Answer: For all practical purposes, your Wills are meaningless and will probably not accomplish what you intend.
The legal concept of “Tenants by the Entirety” is reserved exclusively for a husband and wife. This means you both own the entire property as one entity. It is not divisible, and neither spouse can sell or in any way dispose of an interest in the property without the consent of the other owner, or by court order.
When one spouse dies, the other spouse automatically becomes the full owner of the entire property. This is what we lawyers call an act “by operation of law”. No probate is required under these circumstances.
There is nothing you can do in your Will to defeat this legal occurrence. More significantly, you should recognize that if one of you should die, the survivor — if he or she is so inclined — can change the terms of the Will, so as to defeat your joint and mutual purposes.
Needless to say, this is not a pleasant subject. But the fact remains that neither you nor your wife’s intentions may be carried out as you have currently structured your legal affairs. In many cases, all of the children will honor your wishes. Otherwise, you — or they — may get involved in a full blown court trial.
You should try to avoid a clash between the relatives. If your intention is to give half of the property to your children and half to your wife’s children, you may want to change the form of your house title from Tenants by the Entirety to a “Tenant in Common” relationship. Your lawyer can assist you in drafting the necessary papers, and the legal fee should be minimal. Since this would be a transfer “for love and affection,” without any other consideration, there should be no transfer or recordation tax required by the County or the State.
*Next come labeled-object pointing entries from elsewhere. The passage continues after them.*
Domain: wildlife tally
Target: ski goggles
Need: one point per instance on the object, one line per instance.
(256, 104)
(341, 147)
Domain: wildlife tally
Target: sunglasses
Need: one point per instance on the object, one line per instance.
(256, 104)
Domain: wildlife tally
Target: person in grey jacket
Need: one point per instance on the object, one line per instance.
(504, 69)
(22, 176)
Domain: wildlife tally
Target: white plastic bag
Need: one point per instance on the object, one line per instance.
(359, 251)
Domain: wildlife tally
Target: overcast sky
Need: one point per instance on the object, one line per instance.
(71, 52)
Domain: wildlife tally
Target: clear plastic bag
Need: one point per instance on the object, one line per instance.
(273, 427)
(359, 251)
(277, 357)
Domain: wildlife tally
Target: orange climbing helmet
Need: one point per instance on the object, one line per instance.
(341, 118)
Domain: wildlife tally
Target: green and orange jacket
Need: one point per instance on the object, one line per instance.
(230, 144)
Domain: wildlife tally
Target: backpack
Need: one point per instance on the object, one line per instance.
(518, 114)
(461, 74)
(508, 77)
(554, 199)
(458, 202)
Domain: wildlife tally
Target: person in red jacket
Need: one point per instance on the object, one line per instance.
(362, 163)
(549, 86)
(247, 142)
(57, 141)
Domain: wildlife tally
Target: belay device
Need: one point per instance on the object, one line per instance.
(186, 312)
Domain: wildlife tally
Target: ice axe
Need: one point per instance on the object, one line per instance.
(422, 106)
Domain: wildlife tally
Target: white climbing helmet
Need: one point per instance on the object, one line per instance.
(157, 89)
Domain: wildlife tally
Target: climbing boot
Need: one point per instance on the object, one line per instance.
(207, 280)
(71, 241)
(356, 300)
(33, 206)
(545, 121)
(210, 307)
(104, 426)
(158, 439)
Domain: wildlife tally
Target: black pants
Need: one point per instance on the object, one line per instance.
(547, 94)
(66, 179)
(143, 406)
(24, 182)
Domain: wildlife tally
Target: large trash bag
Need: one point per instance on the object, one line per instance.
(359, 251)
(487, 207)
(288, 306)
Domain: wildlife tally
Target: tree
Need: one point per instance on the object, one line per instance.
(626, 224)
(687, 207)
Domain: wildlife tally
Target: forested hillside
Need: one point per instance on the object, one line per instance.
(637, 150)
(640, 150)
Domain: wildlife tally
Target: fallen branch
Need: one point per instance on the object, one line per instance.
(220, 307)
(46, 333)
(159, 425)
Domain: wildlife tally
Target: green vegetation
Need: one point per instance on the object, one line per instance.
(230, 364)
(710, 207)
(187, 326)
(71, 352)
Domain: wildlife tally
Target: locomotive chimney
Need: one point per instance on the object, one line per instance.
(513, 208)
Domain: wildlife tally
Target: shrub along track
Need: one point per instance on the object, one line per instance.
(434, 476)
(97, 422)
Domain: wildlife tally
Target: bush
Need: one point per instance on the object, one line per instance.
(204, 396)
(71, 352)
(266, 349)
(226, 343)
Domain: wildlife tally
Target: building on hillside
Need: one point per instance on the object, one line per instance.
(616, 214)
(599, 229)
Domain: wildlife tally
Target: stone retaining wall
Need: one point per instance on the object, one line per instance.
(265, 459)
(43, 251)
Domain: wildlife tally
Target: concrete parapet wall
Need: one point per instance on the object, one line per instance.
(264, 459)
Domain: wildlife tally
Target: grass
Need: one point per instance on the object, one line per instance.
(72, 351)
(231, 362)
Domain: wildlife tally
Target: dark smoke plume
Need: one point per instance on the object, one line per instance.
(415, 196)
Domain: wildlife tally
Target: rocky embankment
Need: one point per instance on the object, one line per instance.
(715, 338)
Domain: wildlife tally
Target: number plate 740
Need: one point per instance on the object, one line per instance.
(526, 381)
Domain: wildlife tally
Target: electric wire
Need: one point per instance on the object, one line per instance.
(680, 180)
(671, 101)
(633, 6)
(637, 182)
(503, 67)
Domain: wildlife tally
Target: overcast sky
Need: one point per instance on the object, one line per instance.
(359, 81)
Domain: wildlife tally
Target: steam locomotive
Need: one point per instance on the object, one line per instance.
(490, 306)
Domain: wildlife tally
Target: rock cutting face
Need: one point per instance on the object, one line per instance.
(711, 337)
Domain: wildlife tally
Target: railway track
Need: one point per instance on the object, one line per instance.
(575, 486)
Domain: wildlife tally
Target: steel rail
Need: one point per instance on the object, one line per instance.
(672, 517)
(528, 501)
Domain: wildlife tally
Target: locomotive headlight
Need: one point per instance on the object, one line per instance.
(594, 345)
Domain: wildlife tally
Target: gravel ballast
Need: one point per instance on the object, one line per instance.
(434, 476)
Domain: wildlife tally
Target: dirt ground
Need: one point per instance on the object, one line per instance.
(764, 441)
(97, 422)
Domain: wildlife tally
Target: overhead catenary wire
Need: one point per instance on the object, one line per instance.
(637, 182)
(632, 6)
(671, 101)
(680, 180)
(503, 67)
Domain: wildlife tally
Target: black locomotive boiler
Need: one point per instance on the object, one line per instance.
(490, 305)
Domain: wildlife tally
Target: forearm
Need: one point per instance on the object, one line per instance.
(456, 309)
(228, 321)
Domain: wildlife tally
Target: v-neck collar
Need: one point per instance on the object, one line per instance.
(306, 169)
You should note, however, that if you hold property as Tenants in Common, on the death of one spouse it will be necessary to go to probate on that portion of the property previously owned by the deceased spouse. While this will add additional expense, it may be worth it to assure compliance with your desires. You can, however, consider creating and filing a deed pursuant to the “Deed on Death” law, if your state has enacted that law. Again, talk to your attorney.
Additionally, you should prepare new Wills, giving your spouse a life estate in the property. Keep in mind there are potential issues involved with a life estate, such as who will pay the mortgage and the real estate tax, and what happens if the house has to be sold to pay for the health care of the survivor.
How old are your children? If they are minors, have you designated a guardian? Have you established a trust arrangement, so that the property goes in trust until the children reach the age you will be comfortable with their taking over the responsibilities of property ownership. If you have more than one child, have you adequately protected both of them? And, perhaps, of most importance, have you adequately protected your spouse’s interest in having the use of the entire property until his or her death?
Additionally, do you have a durable power of attorney, authorizing someone to handle your health and financial matters should you become incapacitated and unable to take care of your own affairs? Without such a power of attorney, your children and/or your spouse may have to spend a lot of unnecessary money getting a court to appoint a legal guardian and conservator.
You may also want to consider transferring the property now to a revocable trust for the use and enjoyment of the property on the death of you or your spouse. The taxable consequences of having an estate can be significant, and you should seriously consider discussing your entire estate planning with a competent estate counselor.
This is an area that most of us shy away from. Yet, if you have not adequately protected your estate and spelled out your intentions, it may very well be that a judge and a court — and the Internal Revenue Service — will make the decisions for you.
There is an old expression that “where there is a Will, there are relatives”. Proper and early planning is critical.